The subclass of altcoins I’m referring to makes automatic payouts we call “crypto income.” (Longtime readers may also know them as “Tech Royalties.”)

They have the explosive upside potential of small cryptos while also paying you income.

These income payouts are somewhat similar to stock dividends. But you receive more of the underlying crypto instead of being paid in cash.

And a coming event will push crypto income into the limelight.

It’s called “the Merge.”

In a sense, the Merge will be an upgrade to Ethereum… from a Proof-of-Work (PoW) protocol to a Proof-of-Stake (PoS) protocol. And we expect it to happen sometime this year.

I don’t want to get into the weeds on this, so you can read Daily editor Teeka Tiwari’s explanation here

But the important thing is that the Merge is guaranteed to happen… and we’ll see as much as a 90% reduction in new ETH coming to market as a result.

So after the Merge, there will be fewer ETH tokens in circulation – making each more valuable.

This presents a huge opportunity for Ethereum. And it’s one reason Teeka believes it will 10x over the coming years.

And as more big money pours into Ethereum, it’ll invariably find its way into a small class of altcoins that also uses PoS.

Because these tokens use the PoS model, you not only have an opportunity to see 3x, 5x, and even 10x returns on an investment of just a few hundred dollars…

You’ll also collect additional crypto income on top of those incredible gains.

You Must Position Yourself Now

With inflation getting out of hand, the gap between your life and the life you want is getting further and further apart.

But these special coins Teeka has uncovered could help you close that gap once and for all… in a way where you’ll never have to worry about inflation or any money worries for that matter.

They have the explosive upside potential of small cryptos while also paying you income.

These income payouts are somewhat similar to stock dividends. But you receive more of the underlying crypto instead of being paid in cash.

For instance, a crypto income token Teeka recommended in March 2020 went up as much as 71,418%… enough to turn every $500 into $358,090 and $1,000 into $715,180.

But at its peak, it paid us as much as $6,500 a month in income on a $1,000 investment. Over an entire year, that’s an additional $78,000 in income, or 78 times your initial investment.

That’s the power of crypto income…

But you want to get in before the Merge:

Here’s Teeka:

It’s going to be an event that people look back on. And they’re going to say, “wow, if only we knew what that event was going to do to these crypto payouts, we could have done something about it.
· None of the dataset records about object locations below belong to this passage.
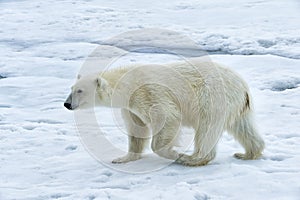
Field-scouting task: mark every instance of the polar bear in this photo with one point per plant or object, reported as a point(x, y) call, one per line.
point(156, 100)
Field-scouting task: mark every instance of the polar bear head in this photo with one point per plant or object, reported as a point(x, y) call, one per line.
point(87, 92)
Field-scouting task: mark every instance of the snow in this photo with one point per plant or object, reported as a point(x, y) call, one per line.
point(43, 45)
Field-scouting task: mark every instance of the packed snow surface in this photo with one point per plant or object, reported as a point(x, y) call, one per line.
point(43, 45)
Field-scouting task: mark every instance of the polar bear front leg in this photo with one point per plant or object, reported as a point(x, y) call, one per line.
point(138, 135)
point(163, 142)
point(136, 146)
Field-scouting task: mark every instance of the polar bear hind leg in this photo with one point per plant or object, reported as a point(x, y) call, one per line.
point(163, 142)
point(244, 131)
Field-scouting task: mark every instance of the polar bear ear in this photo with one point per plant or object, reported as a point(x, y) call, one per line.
point(102, 83)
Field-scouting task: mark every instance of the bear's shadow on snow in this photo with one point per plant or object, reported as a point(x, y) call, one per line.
point(2, 76)
point(282, 85)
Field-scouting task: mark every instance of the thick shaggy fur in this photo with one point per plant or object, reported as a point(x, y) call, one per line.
point(156, 101)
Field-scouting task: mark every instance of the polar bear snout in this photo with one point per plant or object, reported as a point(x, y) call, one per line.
point(68, 103)
point(68, 106)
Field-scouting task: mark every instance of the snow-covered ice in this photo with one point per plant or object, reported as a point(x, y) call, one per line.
point(43, 45)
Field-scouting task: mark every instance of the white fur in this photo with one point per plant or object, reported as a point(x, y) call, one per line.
point(203, 95)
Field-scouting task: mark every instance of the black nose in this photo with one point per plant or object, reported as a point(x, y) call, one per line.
point(68, 106)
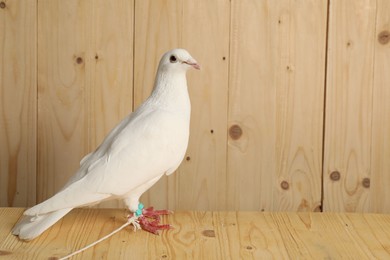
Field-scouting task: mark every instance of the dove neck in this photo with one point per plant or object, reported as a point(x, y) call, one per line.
point(170, 92)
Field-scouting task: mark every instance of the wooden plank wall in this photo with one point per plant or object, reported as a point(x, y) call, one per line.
point(18, 115)
point(290, 109)
point(357, 144)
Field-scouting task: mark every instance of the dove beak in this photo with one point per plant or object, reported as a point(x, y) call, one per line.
point(192, 63)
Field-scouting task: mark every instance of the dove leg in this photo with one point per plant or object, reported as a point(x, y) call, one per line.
point(150, 220)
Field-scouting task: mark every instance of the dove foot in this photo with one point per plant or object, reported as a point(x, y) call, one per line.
point(150, 220)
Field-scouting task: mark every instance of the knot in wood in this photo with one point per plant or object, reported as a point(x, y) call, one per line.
point(284, 185)
point(208, 233)
point(79, 60)
point(366, 183)
point(235, 132)
point(384, 37)
point(335, 176)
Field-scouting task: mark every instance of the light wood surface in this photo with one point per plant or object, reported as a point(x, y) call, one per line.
point(18, 97)
point(278, 106)
point(85, 82)
point(357, 109)
point(289, 92)
point(207, 235)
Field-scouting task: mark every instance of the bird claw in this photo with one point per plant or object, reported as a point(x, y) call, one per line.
point(132, 219)
point(152, 226)
point(150, 220)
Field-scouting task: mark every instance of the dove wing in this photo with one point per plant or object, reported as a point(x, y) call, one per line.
point(139, 149)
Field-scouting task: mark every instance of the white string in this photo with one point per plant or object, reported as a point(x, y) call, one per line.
point(133, 220)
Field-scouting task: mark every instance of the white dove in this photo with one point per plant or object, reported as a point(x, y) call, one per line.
point(147, 144)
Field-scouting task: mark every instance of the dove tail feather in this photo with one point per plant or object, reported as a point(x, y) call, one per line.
point(29, 227)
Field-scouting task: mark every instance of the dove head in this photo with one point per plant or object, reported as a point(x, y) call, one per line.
point(177, 60)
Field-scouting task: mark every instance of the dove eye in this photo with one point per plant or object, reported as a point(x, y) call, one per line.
point(172, 59)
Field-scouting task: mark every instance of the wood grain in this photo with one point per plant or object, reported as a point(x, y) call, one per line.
point(110, 96)
point(380, 151)
point(349, 105)
point(276, 163)
point(85, 82)
point(207, 235)
point(18, 114)
point(160, 26)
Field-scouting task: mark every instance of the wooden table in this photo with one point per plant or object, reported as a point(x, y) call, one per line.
point(206, 235)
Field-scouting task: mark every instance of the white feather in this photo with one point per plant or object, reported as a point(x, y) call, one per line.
point(144, 146)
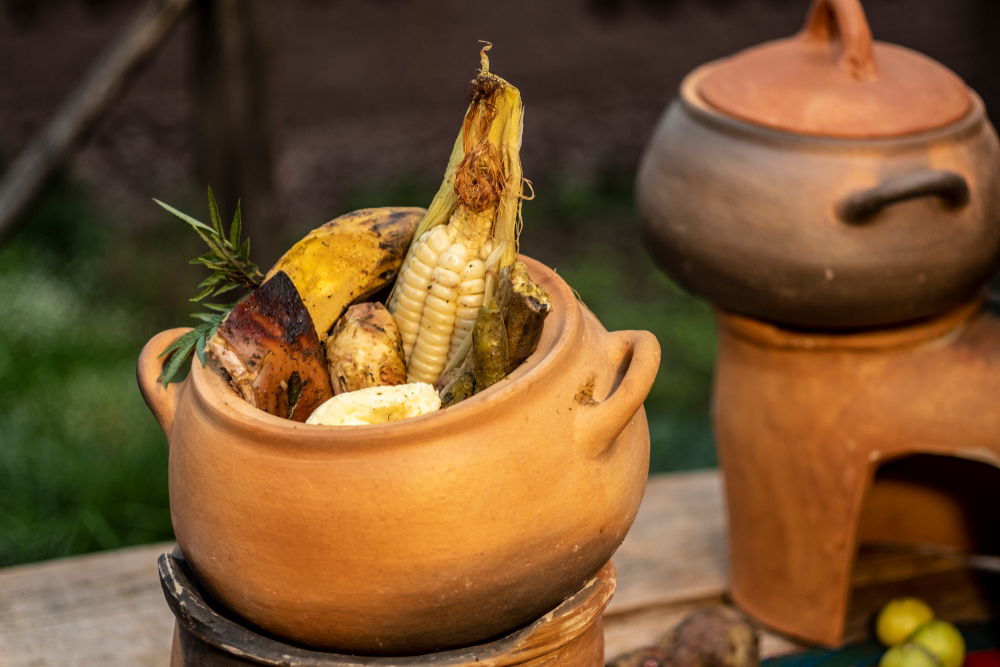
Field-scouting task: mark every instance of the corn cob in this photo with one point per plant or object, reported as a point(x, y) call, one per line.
point(468, 234)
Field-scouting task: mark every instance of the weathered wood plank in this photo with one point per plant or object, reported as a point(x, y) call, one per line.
point(103, 609)
point(676, 550)
point(105, 82)
point(107, 609)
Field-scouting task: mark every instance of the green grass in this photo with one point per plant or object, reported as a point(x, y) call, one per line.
point(83, 464)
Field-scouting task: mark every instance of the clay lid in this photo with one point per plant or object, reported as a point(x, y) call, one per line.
point(832, 80)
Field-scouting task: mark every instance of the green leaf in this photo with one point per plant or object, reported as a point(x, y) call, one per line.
point(236, 228)
point(224, 289)
point(213, 211)
point(201, 295)
point(185, 217)
point(200, 350)
point(212, 280)
point(222, 308)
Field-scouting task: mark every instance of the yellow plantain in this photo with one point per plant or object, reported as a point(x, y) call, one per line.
point(348, 259)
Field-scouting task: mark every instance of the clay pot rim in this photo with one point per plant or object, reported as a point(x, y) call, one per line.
point(218, 400)
point(699, 108)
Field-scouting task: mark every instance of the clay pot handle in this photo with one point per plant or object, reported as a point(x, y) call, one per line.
point(162, 402)
point(950, 187)
point(637, 355)
point(844, 21)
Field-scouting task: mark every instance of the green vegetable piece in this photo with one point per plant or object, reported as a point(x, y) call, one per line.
point(490, 352)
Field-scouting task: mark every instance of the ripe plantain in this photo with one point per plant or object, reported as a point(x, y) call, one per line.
point(348, 259)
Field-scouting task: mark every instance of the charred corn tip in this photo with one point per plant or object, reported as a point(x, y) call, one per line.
point(484, 60)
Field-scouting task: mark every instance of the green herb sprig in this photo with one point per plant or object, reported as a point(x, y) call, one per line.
point(229, 260)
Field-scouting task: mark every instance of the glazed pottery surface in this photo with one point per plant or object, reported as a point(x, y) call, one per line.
point(753, 219)
point(427, 534)
point(821, 231)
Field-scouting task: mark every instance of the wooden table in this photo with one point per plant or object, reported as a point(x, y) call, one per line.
point(107, 609)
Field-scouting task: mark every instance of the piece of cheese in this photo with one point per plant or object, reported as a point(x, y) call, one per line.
point(377, 405)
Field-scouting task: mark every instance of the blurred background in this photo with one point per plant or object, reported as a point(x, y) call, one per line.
point(307, 109)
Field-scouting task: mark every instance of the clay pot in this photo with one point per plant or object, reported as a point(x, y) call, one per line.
point(825, 181)
point(432, 533)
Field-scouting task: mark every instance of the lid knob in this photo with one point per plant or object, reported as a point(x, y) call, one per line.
point(842, 23)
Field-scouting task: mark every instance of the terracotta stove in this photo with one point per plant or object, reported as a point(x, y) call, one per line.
point(207, 635)
point(837, 200)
We could have positioned ourselves for it.”

According to Teeka, because of the “the Merge,” crypto income tokens could potentially return 55 years’ worth of stock market gains monthly in the next 365 days.

Most investors only hope to make the equivalent of the average annual gain of the S&P 500 – about 10% per year… That comes out to 200% cumulative gains over 20 years.
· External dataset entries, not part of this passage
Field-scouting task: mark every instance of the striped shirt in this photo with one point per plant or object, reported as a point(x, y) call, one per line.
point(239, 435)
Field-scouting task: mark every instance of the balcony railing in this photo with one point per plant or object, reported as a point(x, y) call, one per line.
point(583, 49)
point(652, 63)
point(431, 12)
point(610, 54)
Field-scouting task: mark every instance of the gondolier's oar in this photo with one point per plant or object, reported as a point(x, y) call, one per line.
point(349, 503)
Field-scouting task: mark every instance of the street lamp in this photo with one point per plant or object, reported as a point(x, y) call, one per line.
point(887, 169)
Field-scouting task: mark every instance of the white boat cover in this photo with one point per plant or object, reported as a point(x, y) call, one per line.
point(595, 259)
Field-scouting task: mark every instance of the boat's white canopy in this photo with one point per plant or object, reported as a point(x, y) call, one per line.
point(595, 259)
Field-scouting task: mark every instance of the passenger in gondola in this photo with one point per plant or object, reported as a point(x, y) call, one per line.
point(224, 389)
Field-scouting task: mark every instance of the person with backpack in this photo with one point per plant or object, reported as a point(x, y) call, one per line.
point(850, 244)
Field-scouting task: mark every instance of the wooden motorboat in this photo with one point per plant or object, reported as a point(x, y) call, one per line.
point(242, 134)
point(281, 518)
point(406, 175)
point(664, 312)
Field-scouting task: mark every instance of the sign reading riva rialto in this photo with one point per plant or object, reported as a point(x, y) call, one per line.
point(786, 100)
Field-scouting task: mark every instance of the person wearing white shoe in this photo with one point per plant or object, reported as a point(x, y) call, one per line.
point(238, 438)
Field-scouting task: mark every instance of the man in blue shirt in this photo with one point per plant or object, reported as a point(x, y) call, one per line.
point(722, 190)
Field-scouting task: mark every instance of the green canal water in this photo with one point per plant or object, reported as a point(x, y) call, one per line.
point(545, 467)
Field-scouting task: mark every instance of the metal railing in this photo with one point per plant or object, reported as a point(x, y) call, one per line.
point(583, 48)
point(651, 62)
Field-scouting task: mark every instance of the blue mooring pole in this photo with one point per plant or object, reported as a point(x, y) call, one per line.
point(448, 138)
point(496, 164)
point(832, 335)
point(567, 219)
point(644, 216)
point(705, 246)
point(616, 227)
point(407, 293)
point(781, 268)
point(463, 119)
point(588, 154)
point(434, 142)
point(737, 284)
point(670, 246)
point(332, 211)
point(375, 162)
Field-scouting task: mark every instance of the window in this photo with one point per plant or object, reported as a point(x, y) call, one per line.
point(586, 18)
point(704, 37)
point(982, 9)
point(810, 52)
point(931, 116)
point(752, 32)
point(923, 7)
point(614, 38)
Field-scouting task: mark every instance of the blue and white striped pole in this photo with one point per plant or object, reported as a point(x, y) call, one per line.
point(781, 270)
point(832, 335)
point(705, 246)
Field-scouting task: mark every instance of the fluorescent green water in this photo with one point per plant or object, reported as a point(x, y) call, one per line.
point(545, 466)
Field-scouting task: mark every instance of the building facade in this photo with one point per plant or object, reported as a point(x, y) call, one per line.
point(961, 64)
But with just one crypto income token, you could’ve seen a 71,418% gain, plus an additional $78,000 in income… in a fraction of the time.

That’s why last week, Teeka held a special crypto income briefing to help readers prepare.

During the briefing, he provided his entire playbook on preparing for this coming panic, including a free recommendation (it’s not Ethereum).

(Teeka’s past free recommendations have an average peak gain of more than 1,500%. So you’ll want to watch the replay just for that.)

With inflation trending higher, it’s unlikely that we’ll feel meaningful relief any time soon…

But the Merge doesn’t care about inflation… so when it triggers and demand for Ethereum explodes, holding the right cryptos could be the difference between the life you have… and the life you’ve always dreamed of.